How does XGBoost use MAE as objective function?

535 views Asked by At

XGBoost did not allow to use absolute error as objective function in the past since it is a non-differentiable function and its Hessian is equal to 0. However, it does allow to use it now (https://xgboost.readthedocs.io/en/stable/parameter.html).

How does it do it and how can I define non-differentiable custom objective functions?

I've tried to implement it as simply:

def absolute_error(predt, dtrain):
    y_true = dtrain.get_label()
    errors = y_true - predt
    grad = -1.0 * np.sign(errors)  # Gradient (negative of the sign of the error)
    hess = np.zeros_like(y_true)  # Hessian (constant, 0, in this case)
    return grad, hess

But it obviously does not work

1

There are 1 answers

2
Sandipan Dey On

As described here and here, the absolute error or L1 loss function is not continuously twice differentiable. XGBoost uses the second derivative is used as a denominator in the leaf weight, hence a constant 0 as the Hessian does not work.
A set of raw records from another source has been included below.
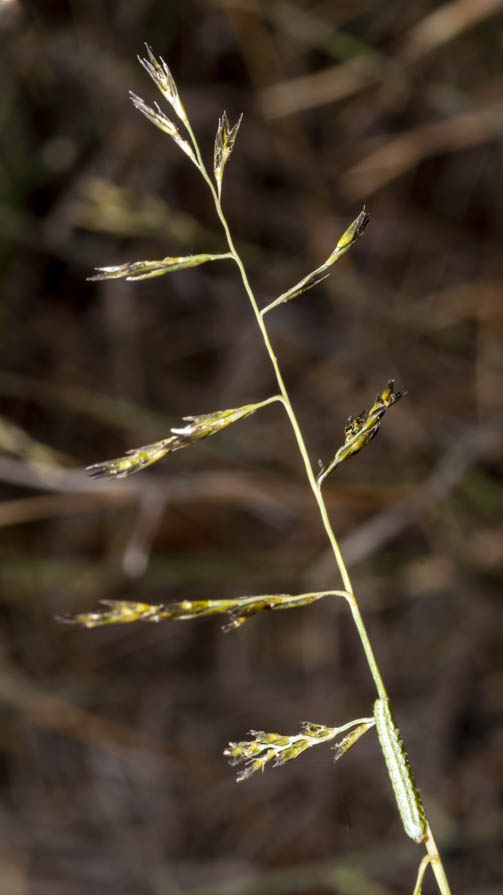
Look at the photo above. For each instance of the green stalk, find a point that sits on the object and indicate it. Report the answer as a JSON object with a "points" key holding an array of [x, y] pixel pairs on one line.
{"points": [[430, 845]]}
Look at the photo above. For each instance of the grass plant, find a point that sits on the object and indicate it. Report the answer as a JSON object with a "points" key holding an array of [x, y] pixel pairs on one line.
{"points": [[252, 755]]}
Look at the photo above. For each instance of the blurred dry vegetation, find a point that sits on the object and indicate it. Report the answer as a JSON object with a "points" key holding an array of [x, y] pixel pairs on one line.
{"points": [[112, 775]]}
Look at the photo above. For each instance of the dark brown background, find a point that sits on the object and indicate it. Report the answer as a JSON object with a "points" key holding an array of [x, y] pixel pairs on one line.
{"points": [[111, 769]]}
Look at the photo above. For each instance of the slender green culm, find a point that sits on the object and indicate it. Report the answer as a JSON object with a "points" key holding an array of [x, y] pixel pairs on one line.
{"points": [[266, 748]]}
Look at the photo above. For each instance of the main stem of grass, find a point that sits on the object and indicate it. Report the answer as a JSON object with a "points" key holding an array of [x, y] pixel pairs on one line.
{"points": [[430, 845]]}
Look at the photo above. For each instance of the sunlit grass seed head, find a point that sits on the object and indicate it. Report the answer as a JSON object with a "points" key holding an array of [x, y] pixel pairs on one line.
{"points": [[163, 79]]}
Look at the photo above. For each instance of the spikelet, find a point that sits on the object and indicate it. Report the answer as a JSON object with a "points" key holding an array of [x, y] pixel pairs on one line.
{"points": [[157, 117], [143, 270], [224, 144], [237, 609], [163, 79], [347, 240], [360, 430], [254, 754], [198, 427]]}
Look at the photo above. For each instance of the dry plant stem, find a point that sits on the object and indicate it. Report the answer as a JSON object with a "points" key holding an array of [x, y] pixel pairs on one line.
{"points": [[430, 845]]}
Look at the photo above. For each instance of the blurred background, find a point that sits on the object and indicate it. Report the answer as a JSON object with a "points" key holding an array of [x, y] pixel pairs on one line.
{"points": [[112, 774]]}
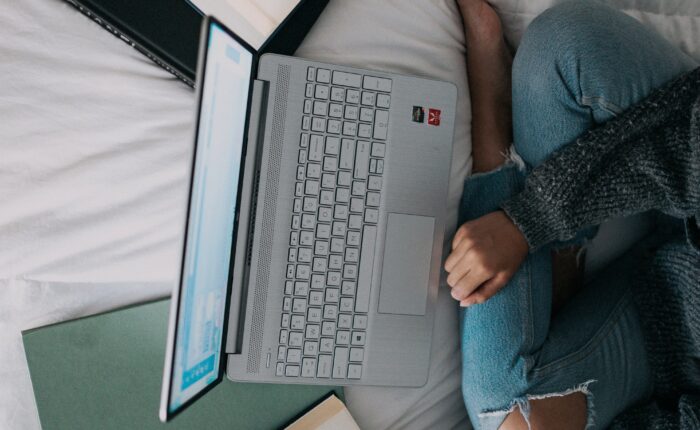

We can use a smooth version of the L1 loss instead (as shown below) or some other smooth Loss functions as Huber-loss, which gets rid of the discontinuity at 0 and in the nbd.

enter image description here

def absolute_error_obj(alpha):
    def absolute_error(labels, predt):
        x = predt - labels
        grad = np.sign(x) 
        grad[np.abs(x) < alpha] = 2/alpha*x[np.abs(x) < alpha]
        hess = np.zeros_like(labels) 
        hess[np.abs(x) < alpha] = 2/alpha
        return grad, hess
    return absolute_error

This works, as demonstrated with the diabetes dataset, since the loss function decreases over time and converges.

from sklearn.datasets import load_diabetes
import numpy as np
import matplotlib.pylab as plt
X, y = load_diabetes(return_X_y=True)
reg = xgb.XGBRegressor(tree_method="hist", objective=absolute_error_obj(75))
reg.fit(X, y, eval_set=[(X, y)])

enter image description here

The next figure shows the scatter plot of the actual values and the predicted values for the target variable y.

ypred = reg.predict(X)
plt.scatter(y, ypred)
plt.show()

enter image description here